ボタンのサイズは入力欄と同じ高さにしてください。

位置、サイズ、色、動作。何を変えたいのかが伝わればAIは対応できる。

エラーが出て動かない

AIが生成したコードにバグが混じることはある。対処法はシンプルで、エラーメッセージをそのままAIに貼り付ける。

以下のエラーが出ています。修正してください。
[エラーメッセージをコピー&ペースト]

メッセージの意味を理解する必要はない。そのまま渡せばAIが原因を特定して直してくれる。

途中で方向転換したくなった

「やっぱりToDoじゃなくてメモアプリがいい」。そう思ったら、新しいプロジェクトを作り直すほうが早い。

大幅な変更を途中で入れるとAIが混乱しやすい。小さな修正なら追加プロンプトで済むが、根本から変えるなら最初からやり直すのが近道だ。

よくある質問

Q. プログラミング知識がゼロでも本当にアプリが作れますか?
作れる。この記事の手順通りに進めれば、コードを1行も書かずにToDoアプリが動く。ただし自由に開発するにはプロンプトの練習が要る。まずこのチュートリアルで体験してから、入門記事のシリーズで次のステップに進むのがいい。

Q. Replitの無料プランにはどんな制限がありますか?
AI Agentの利用回数に上限がある。複雑なアプリを何個も作るとすぐ使い切る。ToDoアプリ1つなら無料枠で収まる。頻繁に使うならCoreプランへの移行を検討するとよい(料金はReplit公式サイトで確認、2026年2月時点)。

Q. 作ったアプリを仕事や副業に使えますか?
商用利用は可能だ。社内ツールや個人用アプリなら問題ない。ただし顧客データを扱うアプリは、セキュリティの観点から専門家のチェックを受けたほうがいい。バイブコーディングで生成されたコードには脆弱性が含まれるリスクがある。

次のステップ — プロンプト術を磨いてレベルアップ

ToDoアプリが完成した。次はプロンプトの精度を上げる段階だ。

ここから先に進むなら、3つの方向がある。

  1. 題材を変えて再挑戦する。家計簿、読書記録、日記アプリなど。自分が欲しいものを作ると続けやすい
  2. プロンプトの書き方を学ぶ。指示の出し方で生成結果の質が大きく変わる。シリーズ次回で詳しく扱う予定だ
  3. AIスキルを体系的に身につける。バイブコーディングに限らず、AIを業務に活かすスキルを広く学びたいならオンラインスクールも選択肢になる

バイブコーディングには便利な反面、セキュリティや保守性の落とし穴もある。

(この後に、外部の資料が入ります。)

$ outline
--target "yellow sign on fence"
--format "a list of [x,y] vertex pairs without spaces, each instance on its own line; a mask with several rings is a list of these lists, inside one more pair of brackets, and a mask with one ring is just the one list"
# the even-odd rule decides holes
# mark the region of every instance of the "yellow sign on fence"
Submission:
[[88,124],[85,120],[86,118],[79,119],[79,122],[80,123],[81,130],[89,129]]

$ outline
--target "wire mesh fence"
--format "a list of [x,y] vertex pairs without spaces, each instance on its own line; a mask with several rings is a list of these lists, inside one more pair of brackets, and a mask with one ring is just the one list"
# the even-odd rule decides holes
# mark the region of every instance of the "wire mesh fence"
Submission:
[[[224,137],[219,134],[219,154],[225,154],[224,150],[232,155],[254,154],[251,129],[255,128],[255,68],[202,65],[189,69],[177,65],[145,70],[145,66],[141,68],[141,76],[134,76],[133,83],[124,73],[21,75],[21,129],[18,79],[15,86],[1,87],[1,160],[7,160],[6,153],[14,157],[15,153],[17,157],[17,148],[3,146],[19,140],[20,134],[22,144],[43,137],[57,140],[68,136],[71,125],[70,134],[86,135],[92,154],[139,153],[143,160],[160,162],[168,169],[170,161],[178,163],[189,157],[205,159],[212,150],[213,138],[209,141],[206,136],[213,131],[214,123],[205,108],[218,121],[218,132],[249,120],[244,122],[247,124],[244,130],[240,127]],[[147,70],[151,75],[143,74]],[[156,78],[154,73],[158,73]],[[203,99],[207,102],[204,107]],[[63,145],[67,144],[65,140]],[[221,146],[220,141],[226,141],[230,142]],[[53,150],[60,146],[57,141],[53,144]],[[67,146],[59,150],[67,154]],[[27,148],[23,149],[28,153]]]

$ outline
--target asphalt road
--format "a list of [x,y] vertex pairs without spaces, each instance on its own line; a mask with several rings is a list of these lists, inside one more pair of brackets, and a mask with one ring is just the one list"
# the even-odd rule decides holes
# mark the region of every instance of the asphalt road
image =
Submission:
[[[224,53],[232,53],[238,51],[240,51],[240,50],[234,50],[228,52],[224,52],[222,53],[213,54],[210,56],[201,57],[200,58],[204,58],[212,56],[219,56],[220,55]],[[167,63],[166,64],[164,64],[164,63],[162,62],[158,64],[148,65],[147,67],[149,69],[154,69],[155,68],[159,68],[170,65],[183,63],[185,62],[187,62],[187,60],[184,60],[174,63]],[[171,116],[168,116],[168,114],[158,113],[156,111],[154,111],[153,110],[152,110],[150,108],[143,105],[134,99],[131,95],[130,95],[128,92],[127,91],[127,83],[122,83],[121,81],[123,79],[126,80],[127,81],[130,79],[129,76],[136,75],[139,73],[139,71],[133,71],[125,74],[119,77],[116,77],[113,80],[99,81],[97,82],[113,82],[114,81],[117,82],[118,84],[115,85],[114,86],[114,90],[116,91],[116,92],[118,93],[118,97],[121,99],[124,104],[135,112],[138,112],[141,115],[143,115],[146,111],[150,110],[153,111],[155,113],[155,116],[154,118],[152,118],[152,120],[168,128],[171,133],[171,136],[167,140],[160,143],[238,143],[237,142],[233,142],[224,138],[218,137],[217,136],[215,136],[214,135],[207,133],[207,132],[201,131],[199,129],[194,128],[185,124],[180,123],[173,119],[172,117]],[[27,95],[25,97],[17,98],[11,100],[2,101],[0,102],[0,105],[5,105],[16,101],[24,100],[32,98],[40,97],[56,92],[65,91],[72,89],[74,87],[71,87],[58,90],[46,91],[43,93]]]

本番で使う前にバイブコーディングの限界と落とし穴 に目を通しておくと安心だ。

vibe codingの名付け親であるカーパシー氏は、次の段階として「エージェントエンジニアリング」を提唱している(Business Insider Japan, 2026年2月)。AIに複雑な仕事を任せる流れは加速中だ。

今日、ToDoアプリを1つ作る。それがスタートラインだ。